Revit 2018 Adds New Features for MEP and Structural Engineers
Marc Howe posted on April 24, 2017 |

Given that one of BIM’s chief benefits is its ability to enhance collaboration between project stakeholders, it’s of key importance that software platforms cater to the many varied needs of the multiple disciplines involved in the architecture, engineering and construction sector.

Revit 2018 adds 100 connections between steel members, including those from custom, user-defined families. (Image courtesy of Autodesk.)
Revit 2018 adds 100 connections between steel members, including those from custom, user-defined families. (Image courtesy of Autodesk.)

With this end in mind, Autodesk has added a slew of new features to its latest version of Revit as part of efforts to improve the multidisciplinary nature of its flagship building information modeling (BIM) platform.

Autodesk has revealed that Revit 2018 contains several new capabilities that cater to architects, MEP engineers and structural engineers specifically, alongside a range of other features designed to enhance the platform’s functionality and ease.

Structural engineers can access new tools and upgraded features for dealing with steel connections and elements, with a view to cutting down on errors and shoring up the accuracy of estimates and detailing.

Revit 2018 adds over a 100 new connections for steel modeling via the Steel Connections for Revit add-in and permits users to place them between beams, bracings and columns by means of custom, user-defined families.

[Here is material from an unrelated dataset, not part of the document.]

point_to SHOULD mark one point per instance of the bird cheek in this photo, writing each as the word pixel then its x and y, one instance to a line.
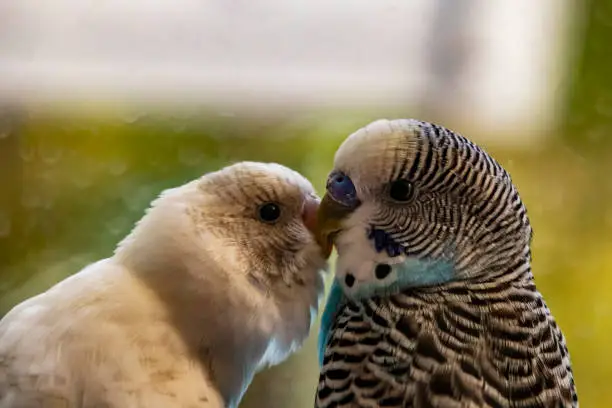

This means engineers will be able to include many different steel connections and details in their BIM models of steel frames and render these models fabrication-ready by automating steel detailing using Autodesk Advance Steel.                                                                                                        

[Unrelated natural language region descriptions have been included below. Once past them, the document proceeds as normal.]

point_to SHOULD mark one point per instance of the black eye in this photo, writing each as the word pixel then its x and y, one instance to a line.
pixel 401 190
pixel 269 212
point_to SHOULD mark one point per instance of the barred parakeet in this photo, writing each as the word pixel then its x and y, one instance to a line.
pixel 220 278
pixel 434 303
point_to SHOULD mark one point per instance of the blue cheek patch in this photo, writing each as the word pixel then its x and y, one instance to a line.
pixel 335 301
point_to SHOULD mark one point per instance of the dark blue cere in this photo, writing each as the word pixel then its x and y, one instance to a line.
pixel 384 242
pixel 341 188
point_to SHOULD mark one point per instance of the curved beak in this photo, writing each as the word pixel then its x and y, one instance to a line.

Revit 2018 allows the insertion of rebar in more complex concrete shapes. (Image courtesy of Autodesk.)
Revit 2018 allows the insertion of rebar in more complex concrete shapes. (Image courtesy of Autodesk.)

Another new feature for structural engineers is the ability to place rebar in concrete elements that possess unusual shapes or complex geometry.

This should improve the ability of engineers to insert rebar effectively into any innovative or challenging concrete projects, such as buildings with unique architectural designs or piers and decks with curvilinear profiles.

When it comes to MEP, Revit 2018 employs routing capabilities to improve the efficiency of fabrication modeling and provides for more detailed modeling of sloping pipes.

Improvements to building mechanical design features target building efficiency and provide users with outdoor air settings for different building types and user-definable spaces in order to assess early-stage energy requirements.

With respect to hydronic system capabilities, Revit 2018’s closed-loop hydronic piping analysis makes use of a new engine for enhanced model editing and performance by means of computing in background processes.

Electrical design is also made easier with new editing functions for circuits in order to reflect voltage drops and analytical design data more accurately.

Other new or improved features of Revit 2018 include the Dynamo graphical programming interface, which will enable users without software expertise to create video with scripts by means of a visual language, improved coordination and compatibility via added support for SAT and Rhino file imports and the ability to use Navisworks files as underlays in Revit for model linking.